The trial, initially set for Nov. 7, was postponed as lawyers for both sides told Texas District Judge Larry Noll they had reached a tentative deal. The trial began after the two sides failed to complete the agreement.

Sciano said one reason the deal wasn’t completed by the trial’s start was JPMorgan’s last-minute demand for the trust to pay its legal fees in the lawsuit as well as investment banking expenses it incurred several years ago, when the bank tried to liquidate the trust without the beneficiaries’ knowledge.

Fundamentally Unfair

“There were millions of dollars in fees and expenses that could’ve been charged back to the trust,” Sciano said. “We felt that was fundamentally unfair, as the beneficiaries would get hit twice that way.”

The bank abandoned that demand in the final settlement, he said.

Energy companies have spent the past five years scrambling to accumulate and drill as many acres as possible across a vast swath of Texas range.

The 132,000 contiguous acres owned by the trust lie southwest of San Antonio at the heart of the Eagle Ford. A discovery well drilled on the trust’s land in late 2008 put the oil play on the map by proving hydrocarbons could be commercially produced from the Eagle Ford through horizontal drilling and hydraulic fracturing, also known as fracking. Values of mineral rights across the region began to skyrocket as word of the discovery filtered out.

Bonus Payments

The energy companies, through JPMorgan, paid trust beneficiaries as little as $200 an acre in bonuses for drilling rights on some of the property, which is on top of royalties the mineral owners get on any oil or gas pumped out.

Once JPMorgan’s commercial clients had the leases, they either produced the oil fields for their own benefit or flipped the drilling rights at much higher prices to other companies. Some of the trust’s rights were later sold for as much as 70 times what the initial buyers paid, according to the lawsuit.

Ultimately, the trust beneficiaries complained, all of the financial gains from exploiting the Eagle Ford flowed to subsequent buyers, leaving the original mineral owners shut out with comparatively little.

Leasing Policies

JPMorgan was also accused in the case of violating the trust’s customary leasing policies so that bank customers were allowed to lock up the bargain-priced drilling rights for far longer than usual. That prevented the trust from reselling the rights to its dormant acreage and cashing in on rapidly escalating prices.
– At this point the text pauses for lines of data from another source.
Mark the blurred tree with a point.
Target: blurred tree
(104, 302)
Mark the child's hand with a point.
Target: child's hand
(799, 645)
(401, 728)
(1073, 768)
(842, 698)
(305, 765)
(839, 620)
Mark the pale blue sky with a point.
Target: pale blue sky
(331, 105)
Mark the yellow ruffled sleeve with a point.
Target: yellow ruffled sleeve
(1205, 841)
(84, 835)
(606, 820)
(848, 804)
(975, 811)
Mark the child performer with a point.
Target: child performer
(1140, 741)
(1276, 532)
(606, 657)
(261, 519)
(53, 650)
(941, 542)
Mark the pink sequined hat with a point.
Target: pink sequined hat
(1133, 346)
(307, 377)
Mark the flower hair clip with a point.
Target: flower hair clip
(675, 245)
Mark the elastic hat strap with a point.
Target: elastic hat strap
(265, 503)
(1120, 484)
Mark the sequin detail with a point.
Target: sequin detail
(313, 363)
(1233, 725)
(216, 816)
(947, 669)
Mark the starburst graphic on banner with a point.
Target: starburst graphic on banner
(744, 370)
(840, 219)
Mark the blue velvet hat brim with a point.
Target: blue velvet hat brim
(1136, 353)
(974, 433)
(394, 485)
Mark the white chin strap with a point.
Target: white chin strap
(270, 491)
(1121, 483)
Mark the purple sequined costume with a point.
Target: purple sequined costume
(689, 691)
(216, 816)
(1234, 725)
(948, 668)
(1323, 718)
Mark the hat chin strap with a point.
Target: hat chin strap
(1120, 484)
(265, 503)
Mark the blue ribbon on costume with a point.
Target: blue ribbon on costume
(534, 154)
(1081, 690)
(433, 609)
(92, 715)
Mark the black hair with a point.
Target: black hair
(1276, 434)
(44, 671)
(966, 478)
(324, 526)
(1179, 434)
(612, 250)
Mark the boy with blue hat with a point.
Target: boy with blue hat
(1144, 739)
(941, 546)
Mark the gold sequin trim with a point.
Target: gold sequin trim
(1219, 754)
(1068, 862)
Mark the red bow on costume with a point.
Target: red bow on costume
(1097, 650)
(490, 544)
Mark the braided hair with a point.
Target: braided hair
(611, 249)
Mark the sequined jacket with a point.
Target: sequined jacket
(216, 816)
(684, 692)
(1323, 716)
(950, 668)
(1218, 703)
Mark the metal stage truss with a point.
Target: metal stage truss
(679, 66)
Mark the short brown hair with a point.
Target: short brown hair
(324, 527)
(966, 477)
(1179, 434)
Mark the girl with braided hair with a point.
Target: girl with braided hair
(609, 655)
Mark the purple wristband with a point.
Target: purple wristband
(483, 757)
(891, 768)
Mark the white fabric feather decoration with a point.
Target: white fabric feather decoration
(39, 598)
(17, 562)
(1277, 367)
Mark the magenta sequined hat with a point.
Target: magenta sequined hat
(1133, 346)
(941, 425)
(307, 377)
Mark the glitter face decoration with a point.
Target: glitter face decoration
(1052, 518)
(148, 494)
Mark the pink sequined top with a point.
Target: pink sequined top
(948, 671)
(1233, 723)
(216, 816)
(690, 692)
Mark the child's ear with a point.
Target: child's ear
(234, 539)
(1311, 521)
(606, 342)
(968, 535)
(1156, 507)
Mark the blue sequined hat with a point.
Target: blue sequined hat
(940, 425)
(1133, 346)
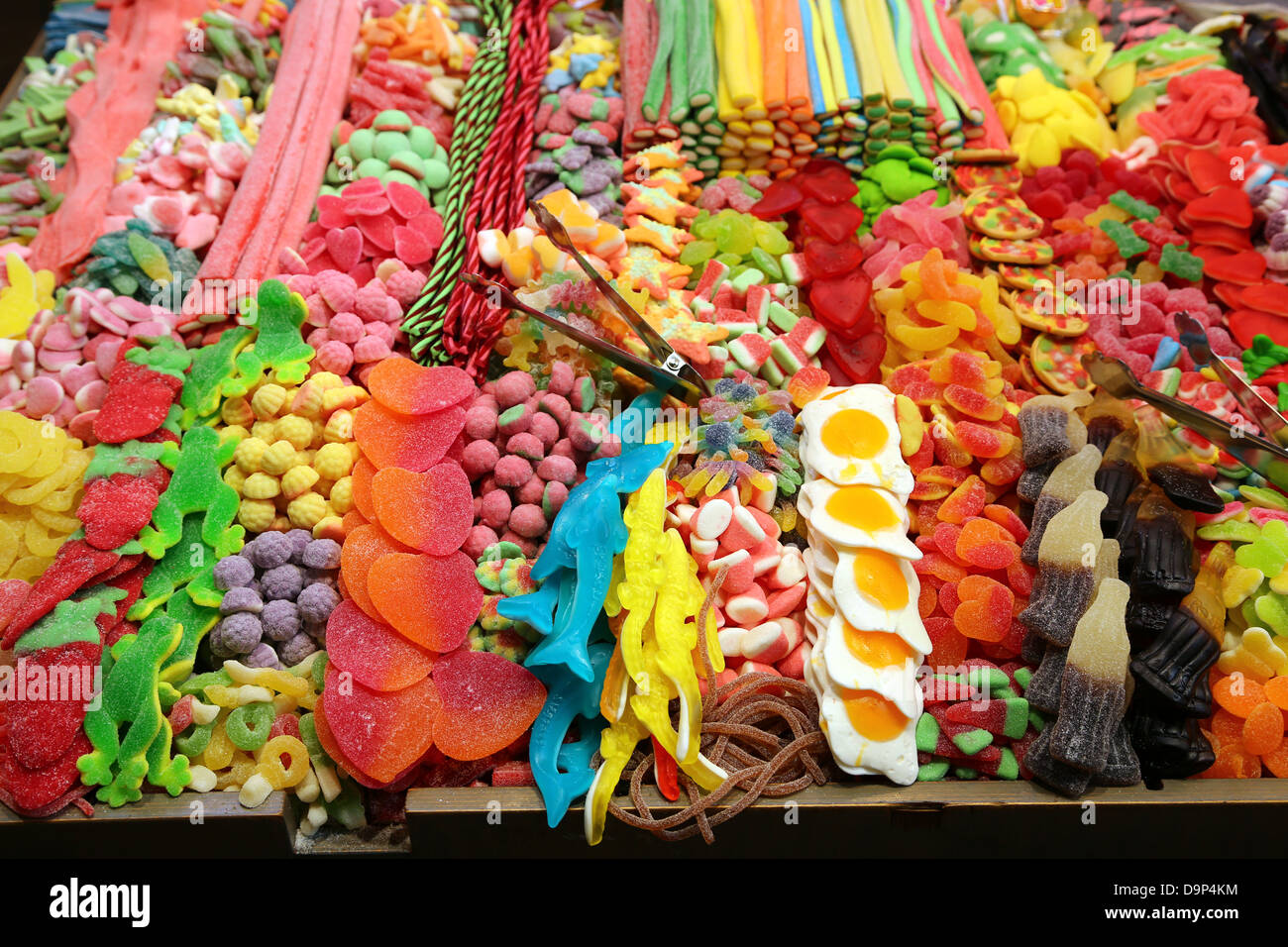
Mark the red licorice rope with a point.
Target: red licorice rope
(473, 324)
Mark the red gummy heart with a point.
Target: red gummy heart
(487, 703)
(835, 222)
(1267, 296)
(137, 403)
(831, 183)
(841, 300)
(380, 733)
(115, 509)
(346, 247)
(828, 260)
(406, 200)
(44, 724)
(778, 200)
(1248, 324)
(859, 363)
(415, 444)
(377, 231)
(75, 565)
(1227, 205)
(377, 656)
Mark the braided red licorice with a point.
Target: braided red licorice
(472, 325)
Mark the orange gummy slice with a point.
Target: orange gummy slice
(362, 474)
(430, 512)
(487, 703)
(1237, 693)
(415, 444)
(407, 388)
(430, 600)
(357, 556)
(1263, 729)
(382, 735)
(373, 652)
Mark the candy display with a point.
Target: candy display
(649, 399)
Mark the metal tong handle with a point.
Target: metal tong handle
(1267, 459)
(671, 360)
(1194, 338)
(661, 377)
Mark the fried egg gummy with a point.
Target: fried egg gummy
(867, 637)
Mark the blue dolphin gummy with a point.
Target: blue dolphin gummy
(562, 770)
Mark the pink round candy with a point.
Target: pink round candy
(532, 491)
(334, 356)
(480, 458)
(372, 348)
(346, 326)
(511, 472)
(494, 509)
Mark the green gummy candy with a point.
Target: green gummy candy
(71, 621)
(973, 741)
(1263, 496)
(150, 258)
(934, 771)
(771, 239)
(1136, 208)
(926, 733)
(1269, 552)
(389, 144)
(697, 252)
(1271, 611)
(423, 142)
(1229, 531)
(197, 684)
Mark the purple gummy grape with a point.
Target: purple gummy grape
(263, 656)
(241, 599)
(271, 549)
(281, 620)
(233, 571)
(321, 554)
(296, 650)
(300, 540)
(240, 633)
(283, 581)
(317, 602)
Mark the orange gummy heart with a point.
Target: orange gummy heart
(430, 512)
(430, 600)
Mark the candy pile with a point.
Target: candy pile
(523, 450)
(864, 595)
(278, 594)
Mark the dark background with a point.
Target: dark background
(22, 21)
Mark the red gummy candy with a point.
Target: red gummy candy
(137, 403)
(373, 652)
(380, 733)
(487, 703)
(116, 508)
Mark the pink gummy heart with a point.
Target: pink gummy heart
(346, 247)
(373, 652)
(485, 703)
(411, 247)
(406, 201)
JPMorgan denied claims of “self-dealing,” claiming the plaintiffs’ allegations were based on the benefit of hindsight.

“A trustee’s duties and responsibilities are not to be judged by hindsight,” Gall, JPMorgan’s lead lawyer, said in opening statements. “There’s no Monday-morning quarterbacking.”
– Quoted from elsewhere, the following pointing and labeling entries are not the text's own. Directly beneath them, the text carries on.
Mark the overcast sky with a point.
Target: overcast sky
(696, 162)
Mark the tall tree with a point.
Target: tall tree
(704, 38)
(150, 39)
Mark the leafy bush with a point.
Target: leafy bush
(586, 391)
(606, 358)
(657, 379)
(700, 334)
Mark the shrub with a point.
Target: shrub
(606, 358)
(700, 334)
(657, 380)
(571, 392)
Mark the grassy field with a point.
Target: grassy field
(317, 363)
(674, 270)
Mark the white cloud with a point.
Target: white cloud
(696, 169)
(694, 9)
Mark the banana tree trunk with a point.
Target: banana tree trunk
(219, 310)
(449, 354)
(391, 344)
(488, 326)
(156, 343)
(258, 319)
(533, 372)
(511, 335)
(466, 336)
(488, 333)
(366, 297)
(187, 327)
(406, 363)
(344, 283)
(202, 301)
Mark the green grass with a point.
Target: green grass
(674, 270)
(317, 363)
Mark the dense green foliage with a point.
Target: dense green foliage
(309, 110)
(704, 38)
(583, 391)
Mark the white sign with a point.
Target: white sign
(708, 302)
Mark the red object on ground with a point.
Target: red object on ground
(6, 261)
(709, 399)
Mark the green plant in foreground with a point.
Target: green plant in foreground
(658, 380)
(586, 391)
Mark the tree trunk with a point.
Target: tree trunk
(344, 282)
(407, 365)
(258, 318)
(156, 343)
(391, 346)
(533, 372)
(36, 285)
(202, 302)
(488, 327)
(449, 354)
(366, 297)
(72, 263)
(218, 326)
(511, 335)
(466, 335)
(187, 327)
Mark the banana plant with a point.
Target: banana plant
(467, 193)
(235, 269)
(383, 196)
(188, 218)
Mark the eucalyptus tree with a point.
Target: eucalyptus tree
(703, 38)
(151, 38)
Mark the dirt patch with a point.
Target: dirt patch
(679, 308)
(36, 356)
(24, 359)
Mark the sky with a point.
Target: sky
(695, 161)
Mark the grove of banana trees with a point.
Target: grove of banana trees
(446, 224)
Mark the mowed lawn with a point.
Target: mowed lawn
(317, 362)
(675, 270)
The South Texas Syndicate Trust has 275 beneficiaries, who either inherited or purchased some of the 30,000 shares of mineral rights underlying range land accumulated by six Minnesota businessmen who came to Texas in 1906. Surface rights to the property were sold in 1950, and today the beneficiaries are scattered throughout the U.S. and overseas.

The case is Meyer v. JP Morgan Chase Bank, 2018-CI-10977, District Court, Bexar County, Texas (San Antonio).